Environmental Risks Associated With Business Disruption
The context of the following quote was during a press briefing in a response to a journalist question related to the Iraq war:
“Reports that say that something hasn’t happened are always interesting to me, because as we know, there are known knowns; there are things we know we know. We also know there are known unknowns; that is to say we know there are some things we do not know.”
“But there are also unknown unknowns – the ones we don’t know we don’t know. And if one looks throughout the history of our country and other free countries, it is the latter category that tend to be the difficult ones.”
To some people, the immediate reaction to this quote, was humorous. Upon reflection it is actually quite a serious statement and one that anyone with decision making responsibilities should opine.
How do we apply this statement to an Environmental Management System (EMS)? Considering the internationally recognized ISO 14001 standard, there is a section with requirements for operational control and planning. One of the requirements states:
“The organization shall control planned changes and review the consequences of unintended changes, taking action to mitigate any adverse effects, as necessary”.
When I audit a client’s management system, this requirement sometimes evokes an exasperated response such as, “how can we possibly plan a response for something that is unknown or unintended?” Considering Donald Rumsfeld’s comments, how have you considered your environmental risks and opportunities according to the three categories outlined by Mr. Rumsfeld? Let us look to the frame work requirements of ISO 14001 for guidance.
When considering how to plan according to the risks and opportunities, an organization must first define and understand its context, a requirement within Section 4 of the ISO 14001 standard. The exercise to define an organizations context would include all relevant things which are impacted by the existence of your organization and those things that affect the ability of the organization to operate such as, culture, regulations, geography, and geopolitics.
Section 6 of the ISO 14001 sets the framework for planning according to the context of your organization and the risks and opportunities within that context. This framework is not solely focused on environmental conditions. Planning also includes consideration of lifecycles, technological options, financial, operational and business requirements.
How does this framework apply to business disruption and unknown unknowns? Let’s consider for a moment the risks associated with a large disruption to continuity; such as a hurricane, Ice storm, conflict or pandemic. If you have chemical waste storage, what are the effects of an event to the waste storage possess regarding regulations? What about storage capability if infrastructure disruption doesn’t allow for timely offsite transportation of waste or the facility you use currently is unable to be resourced?

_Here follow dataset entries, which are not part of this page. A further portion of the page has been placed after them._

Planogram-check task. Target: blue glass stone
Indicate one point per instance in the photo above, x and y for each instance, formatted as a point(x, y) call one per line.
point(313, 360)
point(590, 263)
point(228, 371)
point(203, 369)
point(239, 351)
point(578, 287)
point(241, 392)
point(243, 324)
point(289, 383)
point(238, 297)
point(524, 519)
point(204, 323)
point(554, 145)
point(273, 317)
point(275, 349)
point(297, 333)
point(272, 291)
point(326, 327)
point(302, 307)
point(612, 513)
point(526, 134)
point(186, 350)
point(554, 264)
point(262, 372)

What about competent staff availability? Using incompetent staff, while well intentioned, could quickly lead to a safety issue or legal issues with manifest signatures. Are there product expiration dates which will add to waste streams because of lower production or spoilage due to the inability maintain storage temperatures? What would this do to your generator status?
What unknown condition can be imagined that would cause emergency response measures to become overwhelmed? Assuming that your organization has initially planned for risk and opportunity conditions, when was the last time these were effectively reviewed to adjust to changes since the last evaluation?
Business as usual is a wonderful thing. How well an organization plans for abnormal operating conditions can be “business as usual” too. Is your environmental management system robust enough to operate normally under abnormal conditions? Utilizing the ISO 14001 standard to its full intent could be an essential tool and opportunity to reduce the operational risks associated with the adverse effects of unknown unknowns.
Author: Randy Pittman, Environmental Health and Safety Business Unit Manager and a Lead Auditor at NQA USA.